DESCRIPTION (provided by applicant): Lung cancer is the leading cause of cancer death in both men and women in the United States. Survival rate of lung cancer patients treated by conventional modalities remains far from satisfactory. Recently, new approaches in the treatment of lung cancer with novel drugs that selectively inhibit tumor blood supply thus controlling cancer cell survival, proliferation and/or metastasis in combination with conventional anticancer or antiangiogenic drugs have generated clinical interest. Our preliminary studies demonstrated that DIM-C-pPhC6H5 (DIM-P), a c substituted diindolylmethanes exhibits antiangiogenic activity. The objective of this proposal is to formulate targeted pegylated CREKA peptide coated nanocarriers of DIM-P (PCNCs-D) and investigate its antitumor activity and antiangiogenic potential for treatment of lung cancer. Our preliminary tube formation assay, western blot and immunohistochemistry studies strongly suggest that DIM-P and PCNCs-D exhibits antiangiogenic activity. Our hypothesis is: targeted pegylated nanocarriers of DIM-P will target tumor blood vasculature and increase plasma half life thereby inhibiting tumor growth by exerting antiangiogenic activity against lung tumors. The novel aspects of this proposal are to study the antiangiogenic efficacy of a novel targeted nanocarrier drug delivery therapy approach using PCNCs-D and to understand the molecular pathways involved in the antiangiogenic effect in an in vivo tumor model. The hypotheses and objectives of the proposed research shall be pursued with the following specific aims: (1) To formulate targeted nanocarriers of DIM-P; (2) To evaluate antiangiogenic and in vivo efficacy of targeted nanocarriers of DIM-P; and (3) To elucidate mechanism pathways involved in PCNCs-D activity in regressed tumors. The results emanating from these studies will demonstrate the usefulness of novel PCNCs-D as an effective targeted delivery of antiangiogenic drug for lung cancer treatment. The proposed studies have strong potential to demonstrate an untested and highly innovative approach for lung cancer treatment.
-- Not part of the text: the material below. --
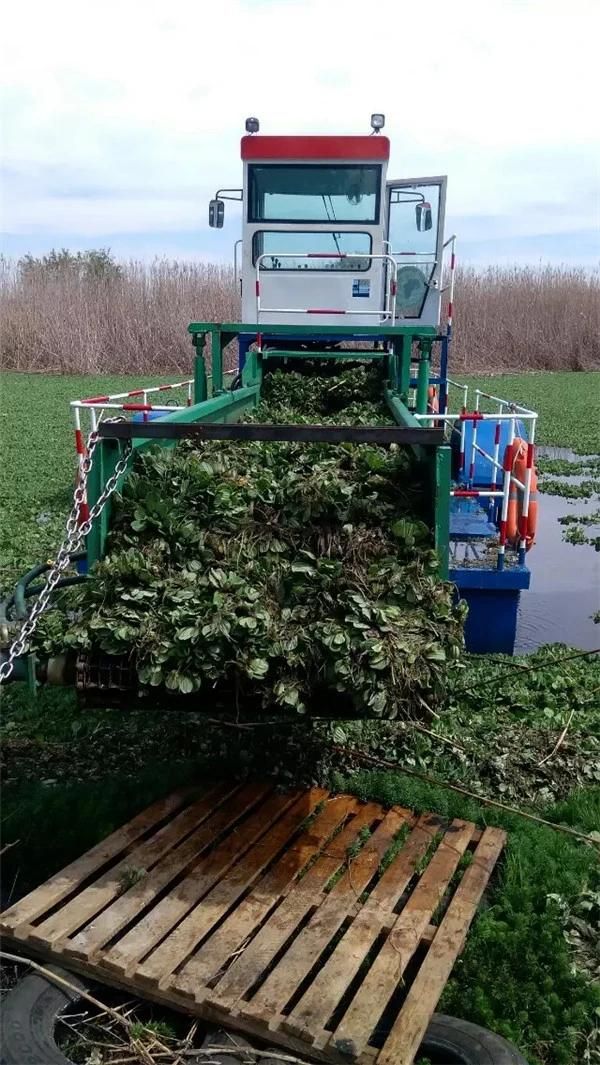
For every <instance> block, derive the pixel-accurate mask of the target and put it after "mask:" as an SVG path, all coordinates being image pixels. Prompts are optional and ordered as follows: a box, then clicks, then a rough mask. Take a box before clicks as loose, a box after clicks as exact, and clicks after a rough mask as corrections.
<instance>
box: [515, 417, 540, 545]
mask: <svg viewBox="0 0 600 1065" xmlns="http://www.w3.org/2000/svg"><path fill="white" fill-rule="evenodd" d="M536 421H537V419H535V417H533V419H532V422H531V429H530V439H529V442H528V445H526V447H528V458H526V466H525V485H524V490H523V505H522V508H521V514H520V518H519V566H524V563H525V554H526V550H528V531H529V515H530V502H531V498H532V490H531V482H532V475H533V463H534V457H535V423H536Z"/></svg>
描述（由申请人提供）：肺癌是美国男性和女性癌症死亡的主要原因。传统治疗方法的肺癌患者的生存率仍远不能令人满意。最近，已经产生了用选择性抑制肿瘤血液供应从而控制癌细胞存活、增殖和/或转移的新型药物与常规抗癌或抗血管生成药物组合治疗肺癌的新方法， 临床兴趣。我们的初步研究表明，DIM-C-pPhC_6H_5（DIM-P），一个C取代的 二吲哚基甲烷显示出抗血管生成活性。本提案的目的是制备靶向聚乙二醇化CREKA肽包衣的DIM-P纳米载体（PCNCs-D），并研究其用于治疗肺癌的抗肿瘤活性和抗血管生成潜力。我们初步的管形成试验，蛋白质印迹和免疫组织化学研究强烈表明，DIM-P和PCNCs-D具有抗血管生成活性。我们的假设是：DIM-P的靶向聚乙二醇化纳米载体将靶向肿瘤血管系统并增加血浆半衰期，从而通过对肺肿瘤发挥抗血管生成活性来抑制肿瘤生长。该提案的新方面是研究使用PCNCs-D的新型靶向纳米载体药物递送治疗方法的抗血管生成功效，并了解体内肿瘤模型中参与抗血管生成作用的分子途径。本研究的假设和目标应遵循以下具体目标：（1）配制DIM-P靶向纳米载体;（2）评价DIM-P靶向纳米载体的抗血管生成和体内疗效;（3）阐明消退肿瘤中PCNCs-D活性的机制途径。这些研究的结果将证明， 新型PCNCs-D作为抗血管生成药物有效靶向递送的用途 用于肺癌治疗。拟议的研究有很大的潜力证明， 这是一种未经测试的高度创新的肺癌治疗方法。